His debut as the eponymous royal in the second Narnia movie, 2008’s Prince Caspian, helped the film to rack up over $400 million at the box office, and he will now reprise the role in the adaptation of Lewis’s third book in the series, The Voyage of the Dawn Treader.
“There are some big pitched battles in this one, swords and action,” he reveals when pondering his forthcoming adventure, “although this film is more about magic, creatures and discovery. I am looking forward to seeing Caspian a few years later, as a king, playing a character that isn’t so vulnerable and fragile this time around. And playing a king, I think that has to be pretty cool. The king is in charge, for a start, although then the kids turn up and they kind of piss on his bonfire a bit!
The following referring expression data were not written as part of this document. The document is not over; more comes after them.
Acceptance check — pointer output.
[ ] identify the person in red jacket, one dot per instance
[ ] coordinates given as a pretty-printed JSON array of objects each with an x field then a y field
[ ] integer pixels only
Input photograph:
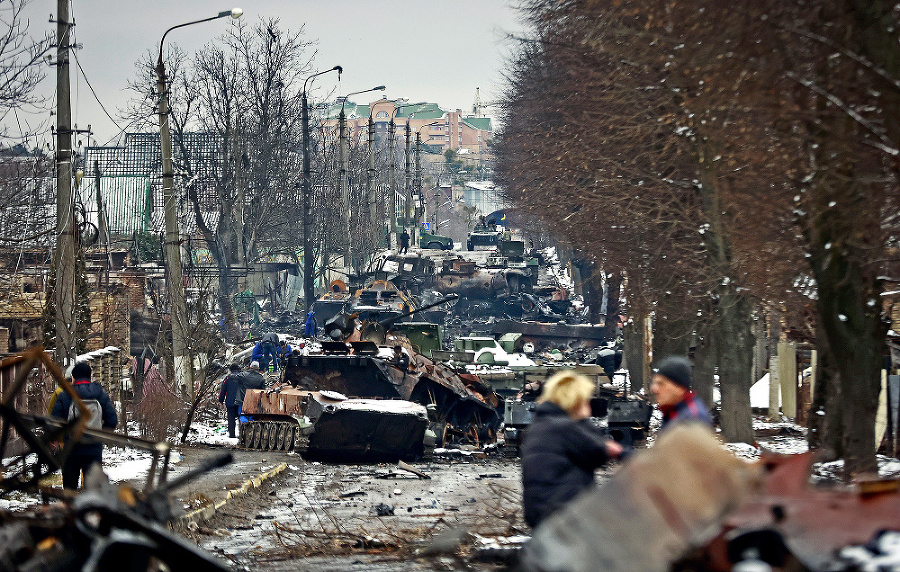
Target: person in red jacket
[{"x": 671, "y": 386}]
“But I am looking forward to it. After all, as a kid you dream of wielding swords in a fantasy adventure.” He smiles.
“I definitely didn’t grow up wanting to play a young dad, with a child in a coma, searching for the answers!” The role of a young dad searching for the answers comes courtesy of the film he’s just completed in Boston, which carries the temporary title of Valediction. “It has a very adult theme and I am playing my own age for the first time ever,” says Barnes, “a 28-year-old man with a daughter. It felt like a lot of films that I have loved but also didn’t feel like anything I have read in a long time. It’s hard to describe. How would describe The Three Colours Blue or Blue Velvet or Momento? They are hard to pigeonhole. They are films about people. It is certainly the most real film I have done, it’s my second contemporary film, and it just kind of screamed at me to come and do it.”